Artist Liam O’Connor would probably admit to all of the above, but for the most part, using the nom de plume of Casper White was in the interests of creating a dialogue with himself and his audience about painting. Casper White could be seen as a separate entity altogether from O’Connor, exhibiting as an unaccredited 13th artist in O’Connor’s MA show. The only immediate connection between the two was that their work was next to each other, separated only by a specially created book featuring a conversation between the two artists, exploring their own practice and links to other artists.
At its best, O’Connor’s painting has a grand, almost gothic approach to portraiture. Faces hide behind veils or wire fences; self portraits done in the style of John Singer Sargent; teenage girls attempting séances or looking as remote as Millais’ Ophelia. For the show, O’Connor’s two paintings featured a red headed girl, lit only by the light emitted by a mobile phone, with only the bed sheets and a skull for company. Accompanying drawings were etched onto layers of glass. These layers, along with the highlighting of details and the use of modern technology spill over into the work made by Casper White.
O’Connor, acting as White, paints directly onto ice blocks, letting layers freeze before adding another section. Once completed, these are then defrosted under the gaze of a video camera. As the layers melt, they emit a bizarre light as cracks appear and water and paint drip slowly down the block. This process is looped and presented on a screen, framed as if a painting. The effect is of a bizarre picture of Dorian Gray, stuck on both fast forward and rewind.
Accompany the video ‘frames’ is a real block of ice on a shelf, containing one such painting. As it melts, it creates one unholy mess as it drips down the wall, an act of creative destruction.
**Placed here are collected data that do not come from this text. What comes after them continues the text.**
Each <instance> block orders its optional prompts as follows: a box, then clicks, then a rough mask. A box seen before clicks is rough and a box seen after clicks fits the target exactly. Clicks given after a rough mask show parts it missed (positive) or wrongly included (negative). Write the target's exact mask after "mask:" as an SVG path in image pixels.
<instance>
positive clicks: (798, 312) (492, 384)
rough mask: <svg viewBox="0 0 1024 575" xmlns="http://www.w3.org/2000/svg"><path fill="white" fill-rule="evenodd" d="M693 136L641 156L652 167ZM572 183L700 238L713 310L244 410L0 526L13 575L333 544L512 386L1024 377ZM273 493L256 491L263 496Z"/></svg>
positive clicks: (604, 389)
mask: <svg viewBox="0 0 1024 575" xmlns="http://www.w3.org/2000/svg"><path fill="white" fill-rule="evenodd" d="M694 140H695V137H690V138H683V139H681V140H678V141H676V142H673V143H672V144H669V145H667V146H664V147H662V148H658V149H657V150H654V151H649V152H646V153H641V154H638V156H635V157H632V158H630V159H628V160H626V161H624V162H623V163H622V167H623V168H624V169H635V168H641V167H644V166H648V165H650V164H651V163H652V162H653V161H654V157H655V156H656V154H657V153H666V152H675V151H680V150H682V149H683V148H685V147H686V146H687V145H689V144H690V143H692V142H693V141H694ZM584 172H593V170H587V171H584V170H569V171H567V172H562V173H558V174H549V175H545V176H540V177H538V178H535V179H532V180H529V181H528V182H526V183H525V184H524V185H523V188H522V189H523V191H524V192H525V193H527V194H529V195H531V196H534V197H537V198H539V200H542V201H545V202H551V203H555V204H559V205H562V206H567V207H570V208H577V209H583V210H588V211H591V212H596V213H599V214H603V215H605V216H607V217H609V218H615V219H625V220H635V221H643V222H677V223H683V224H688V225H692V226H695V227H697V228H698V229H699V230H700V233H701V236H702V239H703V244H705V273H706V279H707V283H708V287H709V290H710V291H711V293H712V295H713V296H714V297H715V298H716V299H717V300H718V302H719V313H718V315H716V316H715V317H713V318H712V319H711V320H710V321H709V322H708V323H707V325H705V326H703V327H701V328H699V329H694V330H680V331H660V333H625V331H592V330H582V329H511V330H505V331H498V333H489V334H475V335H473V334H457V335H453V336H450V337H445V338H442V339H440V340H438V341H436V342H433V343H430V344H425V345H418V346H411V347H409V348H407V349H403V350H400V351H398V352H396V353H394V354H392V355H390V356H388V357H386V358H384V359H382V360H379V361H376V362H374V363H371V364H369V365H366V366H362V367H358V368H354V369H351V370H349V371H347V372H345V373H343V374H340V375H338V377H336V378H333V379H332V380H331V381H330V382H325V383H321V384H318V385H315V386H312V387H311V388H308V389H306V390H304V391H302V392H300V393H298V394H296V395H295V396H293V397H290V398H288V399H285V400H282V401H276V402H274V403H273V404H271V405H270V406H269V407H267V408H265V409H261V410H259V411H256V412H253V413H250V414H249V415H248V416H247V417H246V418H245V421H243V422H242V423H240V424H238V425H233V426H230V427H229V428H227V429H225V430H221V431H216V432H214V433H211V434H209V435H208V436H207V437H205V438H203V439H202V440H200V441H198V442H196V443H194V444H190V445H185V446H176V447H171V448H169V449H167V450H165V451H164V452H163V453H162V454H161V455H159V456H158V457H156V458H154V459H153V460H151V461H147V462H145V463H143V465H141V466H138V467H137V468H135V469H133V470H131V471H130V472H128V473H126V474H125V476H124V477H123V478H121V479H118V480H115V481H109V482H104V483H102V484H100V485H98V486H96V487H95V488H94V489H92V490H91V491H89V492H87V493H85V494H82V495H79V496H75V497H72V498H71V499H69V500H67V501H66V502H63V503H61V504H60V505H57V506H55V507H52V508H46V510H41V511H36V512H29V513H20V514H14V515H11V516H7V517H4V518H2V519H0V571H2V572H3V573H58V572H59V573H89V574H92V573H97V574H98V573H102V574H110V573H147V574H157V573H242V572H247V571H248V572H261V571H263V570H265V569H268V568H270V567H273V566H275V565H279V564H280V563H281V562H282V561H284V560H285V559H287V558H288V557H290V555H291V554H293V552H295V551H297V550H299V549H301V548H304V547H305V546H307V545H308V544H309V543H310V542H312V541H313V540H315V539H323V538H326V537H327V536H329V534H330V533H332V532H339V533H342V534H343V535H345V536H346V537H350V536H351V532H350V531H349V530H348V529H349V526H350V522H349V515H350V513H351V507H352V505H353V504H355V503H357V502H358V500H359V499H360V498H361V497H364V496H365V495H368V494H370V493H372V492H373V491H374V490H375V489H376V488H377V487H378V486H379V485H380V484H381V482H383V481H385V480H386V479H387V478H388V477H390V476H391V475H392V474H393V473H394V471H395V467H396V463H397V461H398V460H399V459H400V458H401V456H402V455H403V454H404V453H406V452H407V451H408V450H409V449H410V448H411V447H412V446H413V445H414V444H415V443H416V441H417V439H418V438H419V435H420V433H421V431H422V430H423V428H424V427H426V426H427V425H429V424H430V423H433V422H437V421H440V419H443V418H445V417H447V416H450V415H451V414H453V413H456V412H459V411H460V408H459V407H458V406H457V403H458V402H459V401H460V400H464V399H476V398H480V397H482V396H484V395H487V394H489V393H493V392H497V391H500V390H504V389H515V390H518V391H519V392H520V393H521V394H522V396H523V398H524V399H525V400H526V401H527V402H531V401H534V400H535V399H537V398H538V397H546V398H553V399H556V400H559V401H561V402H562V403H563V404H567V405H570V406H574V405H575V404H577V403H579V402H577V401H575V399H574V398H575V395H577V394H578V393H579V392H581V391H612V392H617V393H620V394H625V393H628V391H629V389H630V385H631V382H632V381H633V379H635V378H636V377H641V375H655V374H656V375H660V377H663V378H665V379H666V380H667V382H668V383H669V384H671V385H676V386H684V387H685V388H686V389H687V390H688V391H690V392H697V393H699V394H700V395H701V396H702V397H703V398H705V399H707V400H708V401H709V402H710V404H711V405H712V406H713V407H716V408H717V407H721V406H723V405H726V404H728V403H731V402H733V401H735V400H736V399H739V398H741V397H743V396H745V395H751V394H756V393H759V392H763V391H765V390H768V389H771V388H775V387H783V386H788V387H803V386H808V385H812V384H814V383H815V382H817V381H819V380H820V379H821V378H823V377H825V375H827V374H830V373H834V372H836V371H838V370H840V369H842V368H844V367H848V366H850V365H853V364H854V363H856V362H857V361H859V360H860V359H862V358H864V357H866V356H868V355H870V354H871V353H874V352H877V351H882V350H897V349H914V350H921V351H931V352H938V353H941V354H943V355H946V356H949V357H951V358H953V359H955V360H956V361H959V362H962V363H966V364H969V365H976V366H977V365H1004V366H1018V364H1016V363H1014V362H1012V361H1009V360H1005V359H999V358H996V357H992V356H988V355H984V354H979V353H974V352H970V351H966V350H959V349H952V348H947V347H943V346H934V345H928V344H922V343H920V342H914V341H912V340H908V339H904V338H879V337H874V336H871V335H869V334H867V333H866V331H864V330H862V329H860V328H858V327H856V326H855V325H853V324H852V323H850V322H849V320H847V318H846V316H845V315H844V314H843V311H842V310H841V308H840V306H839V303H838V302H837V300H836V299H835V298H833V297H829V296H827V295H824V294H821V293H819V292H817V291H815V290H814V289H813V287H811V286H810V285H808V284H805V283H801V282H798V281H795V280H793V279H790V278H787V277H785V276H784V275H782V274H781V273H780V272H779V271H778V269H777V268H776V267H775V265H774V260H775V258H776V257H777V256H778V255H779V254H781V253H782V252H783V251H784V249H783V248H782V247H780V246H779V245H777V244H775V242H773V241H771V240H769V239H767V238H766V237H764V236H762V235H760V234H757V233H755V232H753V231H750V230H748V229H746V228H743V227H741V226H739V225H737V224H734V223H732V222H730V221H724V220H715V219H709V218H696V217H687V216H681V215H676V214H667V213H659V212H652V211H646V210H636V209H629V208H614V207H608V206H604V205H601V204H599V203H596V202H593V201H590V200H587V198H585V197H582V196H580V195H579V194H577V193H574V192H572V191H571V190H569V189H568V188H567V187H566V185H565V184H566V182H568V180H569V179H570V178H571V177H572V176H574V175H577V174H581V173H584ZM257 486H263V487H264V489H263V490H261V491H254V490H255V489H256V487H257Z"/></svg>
O’Connor is a portrait painter who happily acknowledges technical developments, along with the (not so) simple pleasures of painting (and putting them in the freezer) just as those who came before him have done. Through the creation of Casper White, O’Connor’s dialogue with the history and future of portraiture is open and explicit, without fear of embarrassment. White’s revealing of a process, although in reverse, allows O’Connor to talk about painting. The time may have come for O’Connor to lay Casper White to rest, perhaps commemorated in a painting or a video. Knowing O’Connor, Casper White may find himself wrapped in a freezer body bag, lit only by the light coming from an open freezer, before O’Connor slams the door.